5. The learned Counsel further submitted that P.W.1 did not say in so many words that he stirred the milk when he took the samples. He only stated that he made the milk homogeneous and took two samples. The requirement of law is that he should state in positive terms that he stirred the milk clockwise and anti clockwise with cleanrod. In the absence of such vital statement taking of samples renders of no use. In support of his contention he relied upon the judgment in Sat Pal v. State of Haryana, IV (1996) CCR 437 and also relied on the decision in The State of Punjab v. Paramjit Singh, 1996 (2) PFA Cases 310. In those cases the learned Judges categorically held that the food item particularly milk when taken in large quantity should be made homogeneous and there should be positive evidence that the Food Inspector stirred the milk clockwise and anti-clockwise with a clean rod making it homogeneous. In the case on hand, the said evidence is not forthcoming. Therefore, the claim of the prosecution that the milk was made homogeneous renders doubtful.
6. The next point urged by the learned Counsel is that Rule 22 of the Prevention of Food Adulteration Rules says that the quantity of milk to be sent is 250 ml. In this case, the sample of 220 ml. of milk was only sent. Hence, Rule 22 is violated. The benefit of the violation of this rule should go to the accused. In support of his contention he relied on the judgment of the Supreme Court in R.G. Pamnani v. State of Maharashtra, . In this case their Lordships held that if the statutoryily required quantity is not sent, the analyst report renders doubtful.
7. The learned Public Prosecutor on the other hand contended that the previous rule required only 220 ml. to be sent and by the amendment in the year 1985, the quantity was enhanced to 250 ml. Further, the Public Analyst did not raise any objection and also did not opine that the quantity sent is not sufficient for the purpose of analysis. The fact that lesser quantity is sent was not an impediment for making proper analysis.
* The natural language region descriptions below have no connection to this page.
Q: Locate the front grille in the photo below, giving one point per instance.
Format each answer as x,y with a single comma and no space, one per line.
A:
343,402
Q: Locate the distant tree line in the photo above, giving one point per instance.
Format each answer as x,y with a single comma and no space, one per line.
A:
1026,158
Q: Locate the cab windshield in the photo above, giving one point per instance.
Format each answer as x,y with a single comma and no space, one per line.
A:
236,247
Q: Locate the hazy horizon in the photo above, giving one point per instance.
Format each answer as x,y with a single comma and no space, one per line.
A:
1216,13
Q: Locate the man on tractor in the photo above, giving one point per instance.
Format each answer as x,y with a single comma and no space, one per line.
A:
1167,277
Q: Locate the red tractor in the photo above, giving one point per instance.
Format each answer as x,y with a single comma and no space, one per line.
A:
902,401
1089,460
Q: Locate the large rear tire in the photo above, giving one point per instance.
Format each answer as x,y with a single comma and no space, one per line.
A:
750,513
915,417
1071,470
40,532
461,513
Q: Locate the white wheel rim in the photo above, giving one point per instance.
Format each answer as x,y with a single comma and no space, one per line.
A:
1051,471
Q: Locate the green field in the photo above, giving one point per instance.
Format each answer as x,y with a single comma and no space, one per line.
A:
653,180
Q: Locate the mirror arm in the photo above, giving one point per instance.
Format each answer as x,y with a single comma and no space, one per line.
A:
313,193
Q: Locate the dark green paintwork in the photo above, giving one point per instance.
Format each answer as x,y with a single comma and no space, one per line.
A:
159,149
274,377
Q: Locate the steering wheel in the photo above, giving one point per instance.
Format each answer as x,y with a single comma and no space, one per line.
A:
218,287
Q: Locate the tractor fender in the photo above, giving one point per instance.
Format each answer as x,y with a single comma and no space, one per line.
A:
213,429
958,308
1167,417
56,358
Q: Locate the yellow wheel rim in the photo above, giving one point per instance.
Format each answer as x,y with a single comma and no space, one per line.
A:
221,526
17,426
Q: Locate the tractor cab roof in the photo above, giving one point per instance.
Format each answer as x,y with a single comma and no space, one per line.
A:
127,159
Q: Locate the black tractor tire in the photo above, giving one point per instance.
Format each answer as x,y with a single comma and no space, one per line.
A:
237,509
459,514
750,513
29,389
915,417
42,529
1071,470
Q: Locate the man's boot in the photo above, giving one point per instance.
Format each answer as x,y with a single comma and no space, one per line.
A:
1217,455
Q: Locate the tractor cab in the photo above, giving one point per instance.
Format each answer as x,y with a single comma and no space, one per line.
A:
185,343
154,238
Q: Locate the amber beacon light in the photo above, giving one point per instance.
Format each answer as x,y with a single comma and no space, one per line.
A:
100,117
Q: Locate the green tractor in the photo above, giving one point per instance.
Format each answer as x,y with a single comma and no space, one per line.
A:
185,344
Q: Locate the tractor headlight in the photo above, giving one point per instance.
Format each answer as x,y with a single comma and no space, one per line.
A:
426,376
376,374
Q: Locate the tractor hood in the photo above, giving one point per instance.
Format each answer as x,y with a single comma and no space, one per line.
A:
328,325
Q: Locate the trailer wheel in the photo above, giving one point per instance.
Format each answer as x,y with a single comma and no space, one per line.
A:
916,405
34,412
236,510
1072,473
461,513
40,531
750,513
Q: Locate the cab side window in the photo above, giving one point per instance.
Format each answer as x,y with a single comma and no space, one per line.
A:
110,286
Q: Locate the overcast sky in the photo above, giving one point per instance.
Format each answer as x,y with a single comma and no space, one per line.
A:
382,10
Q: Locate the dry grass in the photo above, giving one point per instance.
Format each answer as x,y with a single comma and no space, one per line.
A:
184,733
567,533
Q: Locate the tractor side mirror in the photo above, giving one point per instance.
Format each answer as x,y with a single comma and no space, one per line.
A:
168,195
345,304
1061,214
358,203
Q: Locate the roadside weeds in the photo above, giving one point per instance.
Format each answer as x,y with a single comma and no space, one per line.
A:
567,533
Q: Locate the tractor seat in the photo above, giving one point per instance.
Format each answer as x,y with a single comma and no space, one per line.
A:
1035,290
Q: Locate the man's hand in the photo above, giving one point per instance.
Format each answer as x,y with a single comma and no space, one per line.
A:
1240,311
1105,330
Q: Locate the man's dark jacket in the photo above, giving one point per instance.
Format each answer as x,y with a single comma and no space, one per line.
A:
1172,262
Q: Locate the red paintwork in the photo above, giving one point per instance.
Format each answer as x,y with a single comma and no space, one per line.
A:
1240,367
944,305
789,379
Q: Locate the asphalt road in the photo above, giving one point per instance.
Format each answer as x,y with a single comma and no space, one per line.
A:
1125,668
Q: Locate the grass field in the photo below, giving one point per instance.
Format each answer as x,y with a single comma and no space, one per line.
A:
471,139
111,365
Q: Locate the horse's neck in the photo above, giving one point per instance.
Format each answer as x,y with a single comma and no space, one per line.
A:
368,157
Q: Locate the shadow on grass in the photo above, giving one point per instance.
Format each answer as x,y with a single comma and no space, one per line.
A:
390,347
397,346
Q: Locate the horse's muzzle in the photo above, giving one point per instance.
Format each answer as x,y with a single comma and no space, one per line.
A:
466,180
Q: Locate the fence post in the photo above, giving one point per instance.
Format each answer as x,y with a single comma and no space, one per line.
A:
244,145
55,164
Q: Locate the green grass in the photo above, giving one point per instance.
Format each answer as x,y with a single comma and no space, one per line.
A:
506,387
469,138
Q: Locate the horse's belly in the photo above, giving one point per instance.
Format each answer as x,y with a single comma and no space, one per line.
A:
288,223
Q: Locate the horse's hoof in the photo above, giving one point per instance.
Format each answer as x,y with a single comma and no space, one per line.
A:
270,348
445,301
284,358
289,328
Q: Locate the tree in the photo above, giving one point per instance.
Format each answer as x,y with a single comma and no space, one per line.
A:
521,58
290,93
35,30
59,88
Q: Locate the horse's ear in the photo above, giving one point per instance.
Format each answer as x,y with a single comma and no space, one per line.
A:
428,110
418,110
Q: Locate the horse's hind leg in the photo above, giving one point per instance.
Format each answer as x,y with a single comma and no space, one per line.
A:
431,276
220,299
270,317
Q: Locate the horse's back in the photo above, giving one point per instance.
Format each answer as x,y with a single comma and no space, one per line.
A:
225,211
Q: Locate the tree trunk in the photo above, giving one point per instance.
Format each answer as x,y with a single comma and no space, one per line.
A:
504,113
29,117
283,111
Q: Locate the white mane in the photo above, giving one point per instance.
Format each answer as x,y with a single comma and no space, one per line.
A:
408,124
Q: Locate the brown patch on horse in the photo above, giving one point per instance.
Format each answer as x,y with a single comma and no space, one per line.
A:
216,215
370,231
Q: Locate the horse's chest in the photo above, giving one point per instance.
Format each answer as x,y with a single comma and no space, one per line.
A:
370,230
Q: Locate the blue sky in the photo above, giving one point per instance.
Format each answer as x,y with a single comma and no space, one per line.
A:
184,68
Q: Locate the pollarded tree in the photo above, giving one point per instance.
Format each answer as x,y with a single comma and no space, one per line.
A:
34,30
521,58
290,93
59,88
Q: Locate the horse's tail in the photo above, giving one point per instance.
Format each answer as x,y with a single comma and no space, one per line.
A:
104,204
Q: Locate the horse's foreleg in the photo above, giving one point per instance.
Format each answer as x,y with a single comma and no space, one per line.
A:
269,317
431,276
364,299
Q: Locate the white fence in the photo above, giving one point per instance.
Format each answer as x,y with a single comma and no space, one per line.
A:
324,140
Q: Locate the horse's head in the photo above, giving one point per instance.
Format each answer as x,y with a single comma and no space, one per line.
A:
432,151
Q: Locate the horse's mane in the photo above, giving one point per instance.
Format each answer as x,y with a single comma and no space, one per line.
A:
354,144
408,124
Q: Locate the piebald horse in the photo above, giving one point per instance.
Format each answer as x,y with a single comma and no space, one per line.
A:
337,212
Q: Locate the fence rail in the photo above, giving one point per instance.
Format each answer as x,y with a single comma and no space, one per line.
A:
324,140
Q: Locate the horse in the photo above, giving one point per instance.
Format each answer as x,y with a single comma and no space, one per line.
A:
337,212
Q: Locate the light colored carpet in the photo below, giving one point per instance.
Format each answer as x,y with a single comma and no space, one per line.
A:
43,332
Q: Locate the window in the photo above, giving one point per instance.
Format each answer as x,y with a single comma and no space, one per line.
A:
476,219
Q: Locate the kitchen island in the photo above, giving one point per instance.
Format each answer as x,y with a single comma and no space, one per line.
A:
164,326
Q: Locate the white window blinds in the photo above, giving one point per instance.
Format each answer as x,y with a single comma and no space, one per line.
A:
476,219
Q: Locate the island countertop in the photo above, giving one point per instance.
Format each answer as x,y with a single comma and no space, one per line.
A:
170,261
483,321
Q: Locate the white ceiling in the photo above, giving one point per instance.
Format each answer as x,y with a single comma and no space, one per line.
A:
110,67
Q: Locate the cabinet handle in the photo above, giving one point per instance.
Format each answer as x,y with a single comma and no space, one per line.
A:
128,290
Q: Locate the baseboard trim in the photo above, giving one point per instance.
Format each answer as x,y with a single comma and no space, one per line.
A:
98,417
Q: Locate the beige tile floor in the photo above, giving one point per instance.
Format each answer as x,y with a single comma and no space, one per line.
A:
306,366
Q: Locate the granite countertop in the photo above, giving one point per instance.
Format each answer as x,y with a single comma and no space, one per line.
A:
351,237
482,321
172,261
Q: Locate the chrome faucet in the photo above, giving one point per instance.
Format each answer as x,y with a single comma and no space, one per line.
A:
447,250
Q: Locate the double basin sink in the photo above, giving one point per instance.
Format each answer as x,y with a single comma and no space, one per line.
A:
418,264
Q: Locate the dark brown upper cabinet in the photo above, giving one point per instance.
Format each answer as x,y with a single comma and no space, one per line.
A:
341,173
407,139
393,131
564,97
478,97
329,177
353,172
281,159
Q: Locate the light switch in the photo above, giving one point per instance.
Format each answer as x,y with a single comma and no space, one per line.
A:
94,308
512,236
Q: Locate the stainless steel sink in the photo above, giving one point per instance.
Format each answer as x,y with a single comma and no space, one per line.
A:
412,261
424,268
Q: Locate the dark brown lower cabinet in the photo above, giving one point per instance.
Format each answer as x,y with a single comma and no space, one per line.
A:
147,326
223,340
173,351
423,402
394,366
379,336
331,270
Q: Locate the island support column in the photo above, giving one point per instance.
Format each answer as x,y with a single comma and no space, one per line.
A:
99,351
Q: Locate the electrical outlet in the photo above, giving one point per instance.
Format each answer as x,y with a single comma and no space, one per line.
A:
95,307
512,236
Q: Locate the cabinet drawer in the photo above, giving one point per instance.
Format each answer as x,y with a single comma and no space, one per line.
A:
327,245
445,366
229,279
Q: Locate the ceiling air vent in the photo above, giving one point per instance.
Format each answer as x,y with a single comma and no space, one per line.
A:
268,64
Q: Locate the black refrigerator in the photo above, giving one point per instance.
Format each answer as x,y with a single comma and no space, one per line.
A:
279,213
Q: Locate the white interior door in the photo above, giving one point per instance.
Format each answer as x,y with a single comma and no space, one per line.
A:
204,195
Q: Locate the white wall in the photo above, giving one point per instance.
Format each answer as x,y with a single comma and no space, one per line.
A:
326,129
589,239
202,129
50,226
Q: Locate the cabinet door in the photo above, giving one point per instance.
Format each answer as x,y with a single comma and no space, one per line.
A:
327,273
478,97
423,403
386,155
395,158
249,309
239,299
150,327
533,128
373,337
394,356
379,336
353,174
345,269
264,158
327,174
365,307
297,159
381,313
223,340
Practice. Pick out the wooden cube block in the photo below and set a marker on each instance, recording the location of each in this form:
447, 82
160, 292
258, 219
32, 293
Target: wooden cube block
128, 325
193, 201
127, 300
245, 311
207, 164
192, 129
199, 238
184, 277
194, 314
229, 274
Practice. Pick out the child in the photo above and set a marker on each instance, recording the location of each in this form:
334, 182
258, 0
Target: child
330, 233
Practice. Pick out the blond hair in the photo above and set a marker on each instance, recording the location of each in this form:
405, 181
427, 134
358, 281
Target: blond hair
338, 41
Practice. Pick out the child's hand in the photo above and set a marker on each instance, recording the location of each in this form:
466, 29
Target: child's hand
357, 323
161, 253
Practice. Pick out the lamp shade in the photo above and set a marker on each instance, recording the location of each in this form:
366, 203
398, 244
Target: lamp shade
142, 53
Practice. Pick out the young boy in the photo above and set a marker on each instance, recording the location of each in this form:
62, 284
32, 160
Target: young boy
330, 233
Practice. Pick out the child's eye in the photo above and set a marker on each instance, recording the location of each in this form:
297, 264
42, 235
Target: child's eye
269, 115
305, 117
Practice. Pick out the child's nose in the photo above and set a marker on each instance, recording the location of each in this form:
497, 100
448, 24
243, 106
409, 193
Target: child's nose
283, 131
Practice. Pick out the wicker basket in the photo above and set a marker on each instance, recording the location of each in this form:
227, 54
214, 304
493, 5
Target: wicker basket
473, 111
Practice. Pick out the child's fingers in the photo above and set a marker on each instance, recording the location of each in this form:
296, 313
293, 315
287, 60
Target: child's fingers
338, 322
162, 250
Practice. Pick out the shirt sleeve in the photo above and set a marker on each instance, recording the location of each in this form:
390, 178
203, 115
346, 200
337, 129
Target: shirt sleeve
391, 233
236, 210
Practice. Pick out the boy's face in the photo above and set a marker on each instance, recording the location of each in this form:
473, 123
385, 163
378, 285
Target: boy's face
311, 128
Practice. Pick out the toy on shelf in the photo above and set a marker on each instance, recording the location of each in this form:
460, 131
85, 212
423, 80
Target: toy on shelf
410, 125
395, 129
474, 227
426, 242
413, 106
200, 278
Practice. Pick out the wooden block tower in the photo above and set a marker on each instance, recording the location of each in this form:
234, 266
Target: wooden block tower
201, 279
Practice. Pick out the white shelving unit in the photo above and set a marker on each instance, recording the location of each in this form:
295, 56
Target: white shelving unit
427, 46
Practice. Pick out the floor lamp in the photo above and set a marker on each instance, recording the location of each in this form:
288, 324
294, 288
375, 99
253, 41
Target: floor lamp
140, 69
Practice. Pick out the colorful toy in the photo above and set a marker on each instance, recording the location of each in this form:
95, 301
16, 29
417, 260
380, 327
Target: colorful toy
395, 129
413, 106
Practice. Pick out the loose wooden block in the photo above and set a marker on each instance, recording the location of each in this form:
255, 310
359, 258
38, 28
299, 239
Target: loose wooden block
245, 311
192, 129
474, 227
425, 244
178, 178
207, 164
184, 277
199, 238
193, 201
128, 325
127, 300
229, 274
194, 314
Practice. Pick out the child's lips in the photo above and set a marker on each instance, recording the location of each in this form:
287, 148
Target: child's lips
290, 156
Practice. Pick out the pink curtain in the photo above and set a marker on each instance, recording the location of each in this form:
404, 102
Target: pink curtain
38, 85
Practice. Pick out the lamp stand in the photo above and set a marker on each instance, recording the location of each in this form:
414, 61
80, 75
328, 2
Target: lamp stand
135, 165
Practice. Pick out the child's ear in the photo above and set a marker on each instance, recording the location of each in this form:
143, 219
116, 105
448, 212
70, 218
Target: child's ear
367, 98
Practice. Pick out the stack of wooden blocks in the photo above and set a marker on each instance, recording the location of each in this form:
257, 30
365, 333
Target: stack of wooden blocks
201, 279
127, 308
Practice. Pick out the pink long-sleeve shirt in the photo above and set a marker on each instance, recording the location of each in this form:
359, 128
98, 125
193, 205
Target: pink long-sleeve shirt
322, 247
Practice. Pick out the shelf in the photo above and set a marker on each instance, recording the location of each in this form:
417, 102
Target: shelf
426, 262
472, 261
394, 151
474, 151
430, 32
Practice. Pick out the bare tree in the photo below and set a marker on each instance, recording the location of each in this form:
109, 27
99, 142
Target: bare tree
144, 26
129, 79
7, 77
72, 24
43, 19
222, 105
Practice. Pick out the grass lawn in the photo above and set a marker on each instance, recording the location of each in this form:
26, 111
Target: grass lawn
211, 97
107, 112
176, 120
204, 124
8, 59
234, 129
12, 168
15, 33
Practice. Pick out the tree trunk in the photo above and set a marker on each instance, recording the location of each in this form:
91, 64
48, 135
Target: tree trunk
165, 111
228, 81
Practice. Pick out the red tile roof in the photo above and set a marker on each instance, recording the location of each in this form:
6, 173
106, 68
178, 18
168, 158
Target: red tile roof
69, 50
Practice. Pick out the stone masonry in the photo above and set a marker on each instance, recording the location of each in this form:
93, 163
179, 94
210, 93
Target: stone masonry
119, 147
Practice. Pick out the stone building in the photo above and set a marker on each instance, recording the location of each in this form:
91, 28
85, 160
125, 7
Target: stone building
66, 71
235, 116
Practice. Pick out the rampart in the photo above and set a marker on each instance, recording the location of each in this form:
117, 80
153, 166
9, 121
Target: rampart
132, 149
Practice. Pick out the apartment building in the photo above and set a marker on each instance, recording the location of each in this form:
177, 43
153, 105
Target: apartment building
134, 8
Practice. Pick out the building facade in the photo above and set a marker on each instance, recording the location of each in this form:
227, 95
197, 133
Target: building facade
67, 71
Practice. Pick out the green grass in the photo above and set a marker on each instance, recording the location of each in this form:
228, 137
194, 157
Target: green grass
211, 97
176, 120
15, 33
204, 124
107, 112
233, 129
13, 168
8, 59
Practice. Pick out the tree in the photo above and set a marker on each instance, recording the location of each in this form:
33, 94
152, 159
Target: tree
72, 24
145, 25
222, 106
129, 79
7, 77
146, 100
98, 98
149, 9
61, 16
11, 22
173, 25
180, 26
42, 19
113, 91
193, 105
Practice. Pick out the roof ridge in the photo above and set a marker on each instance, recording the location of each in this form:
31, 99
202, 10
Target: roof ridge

Therefore, this objection is untenable.
8. I do not agree with the learned Public Prosecutor. When the statute required that the minimum quantity of 250 ml. should be sent, it should be strictly complied with. No excuse or convenience can be looked into by explanation.
9. Further Rule 15 of the Prevention of Food Adulteration Rules indicates that the Code number and serial number should be specifically mentioned in the sample and also in the report sent by the Analyst. In this case, the sample bore the Code No. F-923 and Sl. No. 64/92. However, in Ex.P-13 which is the Analyst report, no code number is mentioned. Hence, it is doubtful whether the report pertains to the sample sent by P.W.1 in this case. In similar circumstances, this Court in Khem Chand v. State of A.P., 1997(1) ALT (Crl.) 293 = 1997 (1) ALD (Crl.) 285, held that if there is discrepancy between the code number of the sample and also the code number given in the report of the Analyst that discrepancy should accrue to the accused. Following this judgment, I am of the opinion that in this case also the accused is entitled for the benefit of doubt.
10. For all the above reasons, I set aside the conviction and sentence passed by the Courts below. The Criminal revision is accordingly allowed.